中小企業の賃上げ実施状況とその影響
近年、中小企業における賃上げが注目されています。株式会社フォーバルが発表した「BLUE REPORT 11月号」では、2025年時点での中小企業の賃上げ実施率が66.3%に達したことが報告されました。本記事では、その実施状況や効果、そして今後の動向について詳しく分析します。
賃上げ実施企業の現状
調査によると、66.3%の企業が賃上げを実施していることが明らかになっています。このうち、「2025年1月以降に賃上げを実施している」と回答した企業は15.4%、また「2025年以前から実施している」とした企業は50.9%でした。このデータからも、昨年の同時期に実施した調査(56.0%)と比較して、実施企業が増えていることが分かります。
賃上げ率の傾向
賃上げを実施した企業の中で最も多い賃上げ率は「2%〜3%未満」で、18.6%に達しました。この後は「1%〜2%未満」が18.1%、そして「3%〜4%未満」が14.6%と続きます。約半数の企業(51.3%)が1%〜4%未満の範囲で賃上げを行っていることが見て取れます。また、「6%以上」の賃上げを実施した企業も10.1%あり、特に建設業において高い割合が見られました。
賃上げの効果に対する意識
賃上げを実施した企業の42.2%がその効果を実感していることも報告されています。「とても効果があった」と回答したのは8.9%、また「ある程度効果があった」という回答が33.3%でした。これに対して最も多い回答は「どちらともいえない」で34.0%となり、まだ効果の見定めに苦しんでいる企業も多いことが指摘されています。

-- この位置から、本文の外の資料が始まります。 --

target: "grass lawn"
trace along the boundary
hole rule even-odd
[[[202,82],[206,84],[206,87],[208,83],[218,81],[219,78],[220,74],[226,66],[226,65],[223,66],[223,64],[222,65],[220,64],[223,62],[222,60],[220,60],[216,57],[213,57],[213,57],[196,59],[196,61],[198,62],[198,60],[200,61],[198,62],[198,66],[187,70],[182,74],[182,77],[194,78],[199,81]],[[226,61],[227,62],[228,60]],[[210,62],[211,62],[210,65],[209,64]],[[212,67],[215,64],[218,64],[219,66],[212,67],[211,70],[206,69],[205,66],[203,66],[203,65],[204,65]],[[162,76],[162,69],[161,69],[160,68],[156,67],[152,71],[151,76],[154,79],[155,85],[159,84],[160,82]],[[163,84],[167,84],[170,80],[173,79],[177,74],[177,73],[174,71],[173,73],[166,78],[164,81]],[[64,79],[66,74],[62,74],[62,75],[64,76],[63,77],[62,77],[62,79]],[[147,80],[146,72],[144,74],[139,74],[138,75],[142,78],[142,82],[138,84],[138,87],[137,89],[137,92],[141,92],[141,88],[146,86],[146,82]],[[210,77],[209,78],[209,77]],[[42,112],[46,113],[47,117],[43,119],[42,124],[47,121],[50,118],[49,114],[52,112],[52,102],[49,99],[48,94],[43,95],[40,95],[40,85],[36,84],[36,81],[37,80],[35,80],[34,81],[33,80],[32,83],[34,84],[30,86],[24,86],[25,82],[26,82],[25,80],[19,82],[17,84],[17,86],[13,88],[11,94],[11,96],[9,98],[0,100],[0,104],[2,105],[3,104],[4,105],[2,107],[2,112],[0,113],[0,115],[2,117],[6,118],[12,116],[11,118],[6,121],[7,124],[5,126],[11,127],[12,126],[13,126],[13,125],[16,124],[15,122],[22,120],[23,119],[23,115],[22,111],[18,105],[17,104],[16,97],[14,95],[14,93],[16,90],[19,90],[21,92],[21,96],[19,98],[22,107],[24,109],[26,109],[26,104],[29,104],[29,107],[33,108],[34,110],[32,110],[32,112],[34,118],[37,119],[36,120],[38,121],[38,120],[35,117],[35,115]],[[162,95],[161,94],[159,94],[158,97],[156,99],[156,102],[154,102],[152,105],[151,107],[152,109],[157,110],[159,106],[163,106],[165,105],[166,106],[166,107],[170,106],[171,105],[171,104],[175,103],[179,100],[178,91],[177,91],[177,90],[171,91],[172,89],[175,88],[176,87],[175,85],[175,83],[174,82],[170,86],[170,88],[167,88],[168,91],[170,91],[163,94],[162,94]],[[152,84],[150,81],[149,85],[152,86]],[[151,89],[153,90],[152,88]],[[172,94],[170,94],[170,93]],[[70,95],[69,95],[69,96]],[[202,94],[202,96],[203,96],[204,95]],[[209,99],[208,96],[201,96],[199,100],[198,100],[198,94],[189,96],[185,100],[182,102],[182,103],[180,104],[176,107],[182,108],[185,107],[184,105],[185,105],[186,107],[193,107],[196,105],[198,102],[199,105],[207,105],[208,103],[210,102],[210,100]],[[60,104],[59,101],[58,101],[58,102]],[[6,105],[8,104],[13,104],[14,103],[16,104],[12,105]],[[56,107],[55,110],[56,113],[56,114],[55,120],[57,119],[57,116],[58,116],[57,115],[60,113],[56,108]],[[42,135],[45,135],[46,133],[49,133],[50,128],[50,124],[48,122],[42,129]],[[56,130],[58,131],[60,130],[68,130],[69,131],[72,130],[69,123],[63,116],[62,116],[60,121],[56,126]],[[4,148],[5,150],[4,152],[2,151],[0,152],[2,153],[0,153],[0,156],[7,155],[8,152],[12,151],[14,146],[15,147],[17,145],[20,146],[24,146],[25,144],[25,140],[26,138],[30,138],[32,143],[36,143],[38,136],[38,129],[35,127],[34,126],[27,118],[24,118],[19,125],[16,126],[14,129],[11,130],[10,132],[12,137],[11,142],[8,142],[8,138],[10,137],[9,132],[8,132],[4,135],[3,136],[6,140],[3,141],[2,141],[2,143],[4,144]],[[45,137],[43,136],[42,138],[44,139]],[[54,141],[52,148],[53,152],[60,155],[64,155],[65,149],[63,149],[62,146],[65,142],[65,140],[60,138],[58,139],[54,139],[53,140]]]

さらに、効果を実感した企業に対しては、賃上げがどのような影響を与えたのかについても調査が行われています。その結果、「従業員のモチベーションが向上した」と感じた企業が85.6%と圧倒的に高い数値を示しました。他にも「離職率が低下した(17.1%)」や「生産性が向上した(15.2%)」という声もあり、従業員に対する良い影響が伺えます。
まとめ
調査の結果、中小企業における賃上げが徐々に進展していることが見えてきました。賃上げを図る企業が増える中、効果を実感できている企業は依然として低調でありますが、モチベーションの向上や離職率の低下といったポジティブな影響も確認されています。
政府も賃上げを促進するために様々な支援策を提供していることから、今後も中小企業が成長し、賃上げを進めることが求められます。企業側は自社の経営状況を考慮し、必要な支援を上手に活用していくことが重要です。中小企業が賃上げを実施することで、より良い労働環境を築き、さらなる成長につながることを期待しています。